Chang specializes in surgeries to remove brain tissue in patients with severe epilepsy, and who do not respond to medications. To prepare for these operations, neurosurgeons place high-density arrays of tiny electrodes onto the surface of the patients’ brains, a technique called electrocorticography or ECoG.
ECoG helps surgeons pinpoint the specific brain area triggering patients’ seizures, and also allows them to map out key areas, such as those involved in language, they want to avoid damaging.
Chang and colleagues used ECoG to record the brain’s electrical activity in people reading aloud several hundred natural sentences, and used the information collected to construct a map of those brain areas that control specific parts of the vocal tract. Of note, the persons analyzed were five volunteers with intact speech being treated at UCSF Epilepsy Center.
The team then used linguistic principles to determine which vocal cord, tongue, or lip movements were needed to produce specific sounds in the spoken sentences.
Researchers then created a “virtual vocal tract,” consisting of a decoder that transformed brain activity patterns produced during speech into movements of the virtual vocal tract, and a synthesizer that converted these vocal tract movements into a synthetic voice.

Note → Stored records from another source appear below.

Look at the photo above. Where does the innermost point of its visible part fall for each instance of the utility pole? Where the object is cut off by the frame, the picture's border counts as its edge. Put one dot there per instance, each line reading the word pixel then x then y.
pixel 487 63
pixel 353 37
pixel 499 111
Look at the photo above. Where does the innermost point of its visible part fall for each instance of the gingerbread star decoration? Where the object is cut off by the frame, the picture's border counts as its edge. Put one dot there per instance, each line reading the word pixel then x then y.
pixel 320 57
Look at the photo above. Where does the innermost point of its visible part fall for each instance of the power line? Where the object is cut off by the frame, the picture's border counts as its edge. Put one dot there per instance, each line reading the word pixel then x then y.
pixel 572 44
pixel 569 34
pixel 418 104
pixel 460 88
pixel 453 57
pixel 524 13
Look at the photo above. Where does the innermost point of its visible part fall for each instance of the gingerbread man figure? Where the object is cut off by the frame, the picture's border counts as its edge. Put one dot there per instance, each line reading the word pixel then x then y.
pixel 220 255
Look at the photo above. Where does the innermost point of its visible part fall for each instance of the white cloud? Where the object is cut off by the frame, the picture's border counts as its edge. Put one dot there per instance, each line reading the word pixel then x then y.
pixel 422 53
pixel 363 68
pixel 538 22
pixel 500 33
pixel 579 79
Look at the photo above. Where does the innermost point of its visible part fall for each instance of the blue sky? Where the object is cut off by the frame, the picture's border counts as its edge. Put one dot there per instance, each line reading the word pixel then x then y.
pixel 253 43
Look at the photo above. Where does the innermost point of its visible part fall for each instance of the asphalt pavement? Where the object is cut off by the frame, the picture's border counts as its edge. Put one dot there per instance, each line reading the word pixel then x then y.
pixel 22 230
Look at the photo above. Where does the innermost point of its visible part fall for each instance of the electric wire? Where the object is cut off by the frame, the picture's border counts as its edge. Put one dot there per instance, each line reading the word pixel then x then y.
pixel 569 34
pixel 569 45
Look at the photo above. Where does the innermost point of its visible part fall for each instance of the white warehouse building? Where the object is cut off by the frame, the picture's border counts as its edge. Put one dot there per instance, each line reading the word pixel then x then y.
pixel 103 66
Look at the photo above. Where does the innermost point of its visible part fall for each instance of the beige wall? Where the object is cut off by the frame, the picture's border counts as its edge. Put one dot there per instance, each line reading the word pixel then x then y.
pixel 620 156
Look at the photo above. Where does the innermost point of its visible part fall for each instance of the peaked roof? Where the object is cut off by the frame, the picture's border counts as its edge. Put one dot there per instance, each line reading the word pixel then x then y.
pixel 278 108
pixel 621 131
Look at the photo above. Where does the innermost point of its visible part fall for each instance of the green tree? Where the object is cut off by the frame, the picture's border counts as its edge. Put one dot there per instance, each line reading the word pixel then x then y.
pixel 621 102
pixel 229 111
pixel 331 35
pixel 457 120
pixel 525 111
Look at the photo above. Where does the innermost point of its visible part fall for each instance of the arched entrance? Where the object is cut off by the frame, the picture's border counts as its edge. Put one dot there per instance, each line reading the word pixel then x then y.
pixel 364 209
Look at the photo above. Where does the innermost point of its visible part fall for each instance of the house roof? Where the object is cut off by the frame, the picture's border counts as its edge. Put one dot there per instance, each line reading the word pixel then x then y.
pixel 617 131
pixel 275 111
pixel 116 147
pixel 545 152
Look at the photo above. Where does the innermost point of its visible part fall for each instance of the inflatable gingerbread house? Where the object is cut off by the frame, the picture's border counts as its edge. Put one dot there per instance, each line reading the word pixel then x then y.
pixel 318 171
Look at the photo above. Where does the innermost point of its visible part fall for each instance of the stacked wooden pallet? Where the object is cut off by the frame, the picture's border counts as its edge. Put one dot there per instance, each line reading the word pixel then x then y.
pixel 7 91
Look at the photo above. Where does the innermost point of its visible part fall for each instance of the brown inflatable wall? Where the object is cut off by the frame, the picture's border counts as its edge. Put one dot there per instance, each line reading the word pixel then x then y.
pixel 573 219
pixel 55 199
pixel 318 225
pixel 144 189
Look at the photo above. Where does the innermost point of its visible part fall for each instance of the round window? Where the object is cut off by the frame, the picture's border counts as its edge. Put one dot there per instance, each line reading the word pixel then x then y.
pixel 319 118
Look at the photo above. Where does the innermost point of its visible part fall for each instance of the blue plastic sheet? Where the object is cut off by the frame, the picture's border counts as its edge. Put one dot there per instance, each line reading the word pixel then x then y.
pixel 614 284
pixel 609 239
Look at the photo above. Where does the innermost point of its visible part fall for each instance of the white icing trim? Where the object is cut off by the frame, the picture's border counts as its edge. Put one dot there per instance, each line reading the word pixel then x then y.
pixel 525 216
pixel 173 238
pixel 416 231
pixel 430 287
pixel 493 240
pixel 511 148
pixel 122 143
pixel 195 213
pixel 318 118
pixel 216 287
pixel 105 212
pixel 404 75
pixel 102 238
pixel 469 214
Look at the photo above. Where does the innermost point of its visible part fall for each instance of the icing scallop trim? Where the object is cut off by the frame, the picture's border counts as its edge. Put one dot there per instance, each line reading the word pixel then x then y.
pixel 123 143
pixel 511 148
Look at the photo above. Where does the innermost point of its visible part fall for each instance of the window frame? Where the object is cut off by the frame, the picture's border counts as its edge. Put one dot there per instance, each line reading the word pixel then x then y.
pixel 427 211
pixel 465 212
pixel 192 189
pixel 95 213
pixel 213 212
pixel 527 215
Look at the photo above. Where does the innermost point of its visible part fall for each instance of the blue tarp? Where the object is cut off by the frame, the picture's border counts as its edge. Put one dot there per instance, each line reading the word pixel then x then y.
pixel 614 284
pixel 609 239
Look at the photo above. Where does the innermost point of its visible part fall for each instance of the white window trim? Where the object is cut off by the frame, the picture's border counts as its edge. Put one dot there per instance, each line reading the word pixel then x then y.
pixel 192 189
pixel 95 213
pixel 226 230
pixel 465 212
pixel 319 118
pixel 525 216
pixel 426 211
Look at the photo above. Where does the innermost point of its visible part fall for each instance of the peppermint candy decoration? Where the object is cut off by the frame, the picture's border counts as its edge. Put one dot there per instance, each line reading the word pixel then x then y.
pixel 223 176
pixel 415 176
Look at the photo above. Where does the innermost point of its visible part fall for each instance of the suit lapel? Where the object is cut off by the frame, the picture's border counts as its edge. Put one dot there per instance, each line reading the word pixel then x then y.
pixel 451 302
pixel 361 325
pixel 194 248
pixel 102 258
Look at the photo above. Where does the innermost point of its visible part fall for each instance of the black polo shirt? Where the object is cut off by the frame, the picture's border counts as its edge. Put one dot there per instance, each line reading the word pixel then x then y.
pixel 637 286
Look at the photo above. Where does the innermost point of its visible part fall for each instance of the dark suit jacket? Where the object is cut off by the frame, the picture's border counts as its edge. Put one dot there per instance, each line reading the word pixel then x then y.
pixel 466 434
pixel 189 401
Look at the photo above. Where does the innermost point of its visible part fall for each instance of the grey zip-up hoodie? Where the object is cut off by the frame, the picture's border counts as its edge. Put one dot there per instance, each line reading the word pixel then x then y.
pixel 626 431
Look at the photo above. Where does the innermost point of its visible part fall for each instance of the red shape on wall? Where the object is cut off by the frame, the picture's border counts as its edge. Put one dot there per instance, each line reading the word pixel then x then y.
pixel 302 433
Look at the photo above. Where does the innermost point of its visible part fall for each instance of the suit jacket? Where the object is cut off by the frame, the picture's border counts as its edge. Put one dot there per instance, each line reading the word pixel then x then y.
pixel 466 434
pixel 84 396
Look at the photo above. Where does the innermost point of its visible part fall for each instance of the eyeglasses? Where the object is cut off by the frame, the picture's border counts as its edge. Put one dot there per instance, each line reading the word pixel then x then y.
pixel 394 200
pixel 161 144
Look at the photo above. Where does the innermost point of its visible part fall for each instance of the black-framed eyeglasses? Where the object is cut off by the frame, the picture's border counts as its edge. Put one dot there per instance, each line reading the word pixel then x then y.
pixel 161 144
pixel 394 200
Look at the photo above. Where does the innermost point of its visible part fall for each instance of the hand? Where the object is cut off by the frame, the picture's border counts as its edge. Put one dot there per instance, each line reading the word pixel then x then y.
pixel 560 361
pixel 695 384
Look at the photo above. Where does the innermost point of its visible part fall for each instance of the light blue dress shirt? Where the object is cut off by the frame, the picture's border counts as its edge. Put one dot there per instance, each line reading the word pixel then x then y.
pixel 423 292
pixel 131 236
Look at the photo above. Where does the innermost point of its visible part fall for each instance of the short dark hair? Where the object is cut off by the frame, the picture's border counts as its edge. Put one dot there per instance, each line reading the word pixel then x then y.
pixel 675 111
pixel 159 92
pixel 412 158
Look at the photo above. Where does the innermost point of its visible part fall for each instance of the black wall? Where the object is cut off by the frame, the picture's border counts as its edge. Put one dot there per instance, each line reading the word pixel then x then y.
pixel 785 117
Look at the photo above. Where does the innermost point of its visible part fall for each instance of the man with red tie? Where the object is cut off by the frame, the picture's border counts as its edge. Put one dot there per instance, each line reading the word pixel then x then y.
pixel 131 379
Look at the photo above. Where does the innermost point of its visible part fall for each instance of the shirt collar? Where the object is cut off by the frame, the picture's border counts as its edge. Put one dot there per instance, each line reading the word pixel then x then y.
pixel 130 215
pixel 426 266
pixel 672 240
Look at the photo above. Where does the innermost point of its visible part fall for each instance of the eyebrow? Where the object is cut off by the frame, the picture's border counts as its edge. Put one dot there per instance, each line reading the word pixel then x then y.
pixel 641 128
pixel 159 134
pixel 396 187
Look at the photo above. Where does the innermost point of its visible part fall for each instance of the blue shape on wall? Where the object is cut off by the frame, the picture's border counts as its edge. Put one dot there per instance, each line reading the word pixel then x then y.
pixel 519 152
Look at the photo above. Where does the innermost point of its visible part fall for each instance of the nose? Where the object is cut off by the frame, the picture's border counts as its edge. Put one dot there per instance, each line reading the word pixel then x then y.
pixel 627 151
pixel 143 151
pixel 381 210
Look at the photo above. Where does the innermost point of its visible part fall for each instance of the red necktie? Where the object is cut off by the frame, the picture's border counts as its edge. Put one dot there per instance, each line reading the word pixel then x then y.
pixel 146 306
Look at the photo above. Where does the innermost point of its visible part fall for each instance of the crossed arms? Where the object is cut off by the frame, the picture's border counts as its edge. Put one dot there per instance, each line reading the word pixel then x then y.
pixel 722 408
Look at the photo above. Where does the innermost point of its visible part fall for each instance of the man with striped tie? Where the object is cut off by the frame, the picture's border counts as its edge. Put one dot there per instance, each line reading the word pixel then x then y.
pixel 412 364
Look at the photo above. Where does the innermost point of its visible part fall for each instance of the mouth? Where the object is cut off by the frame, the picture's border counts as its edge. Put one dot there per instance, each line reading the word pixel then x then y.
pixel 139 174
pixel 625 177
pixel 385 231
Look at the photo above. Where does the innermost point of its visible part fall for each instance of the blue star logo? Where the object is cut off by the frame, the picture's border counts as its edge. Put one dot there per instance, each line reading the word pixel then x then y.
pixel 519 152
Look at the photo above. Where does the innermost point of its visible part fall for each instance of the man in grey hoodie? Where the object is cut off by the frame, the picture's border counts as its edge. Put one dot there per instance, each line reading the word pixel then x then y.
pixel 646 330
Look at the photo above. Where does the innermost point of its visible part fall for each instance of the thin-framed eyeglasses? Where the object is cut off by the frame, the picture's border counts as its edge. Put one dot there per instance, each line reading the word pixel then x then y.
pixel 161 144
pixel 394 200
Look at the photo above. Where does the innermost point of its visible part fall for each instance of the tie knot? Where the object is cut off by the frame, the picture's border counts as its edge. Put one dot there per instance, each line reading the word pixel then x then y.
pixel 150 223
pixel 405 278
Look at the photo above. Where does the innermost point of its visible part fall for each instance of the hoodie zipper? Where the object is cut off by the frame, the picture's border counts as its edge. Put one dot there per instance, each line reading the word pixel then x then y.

A YouTube video included in the news article helped to illustrate the synthetic voice is understandable. Researchers put it to the test by recruiting hundreds of listeners through Amazon Mechanical Turk (MTurk), an internet crowdsourcing marketplace.
These transcribers accurately identified 69 percent of synthesized words from lists of 25 alternatives, and transcribed 43 percent of sentences with perfect accuracy. When the list of alternatives was increased to 50 words to choose from, the overall accuracy dropped to 47 percent, but listeners were still able to understand 21 percent of synthesized sentences perfectly.
“We still have ways to go to perfectly mimic spoken language,” said Josh Chartier, a bioengineering graduate student in the Chang lab and study co-author. “We’re quite good at synthesizing slower speech sounds like ‘sh’ and ‘z’ as well as maintaining the rhythms and intonations of speech and the speaker’s gender and identity, but some of the more abrupt sounds like ‘b’s and ‘p’s get a bit fuzzy. Still, the levels of accuracy we produced here would be an amazing improvement in real-time communication compared to what’s currently available.”
The team is now testing higher-density electrode arrays, and more advanced machine learning algorithms to further improve the synthesized speech.
Although the study was conducted in volunteers with normal speaking ability, its researchers believe their approach could one day restore a voice to people who have lost the ability to speak due to neurological damage, much as robotic limbs controlled by the brain restore movement.
“Decoded articulatory representations were highly conserved across speakers, enabling a component of the decoder to be transferrable across participants,” the study concluded. “Furthermore, the decoder could synthesize speech when a participant silently mimed sentences. These findings advance the clinical viability of using speech neuroprosthetic technology to restore spoken communication.”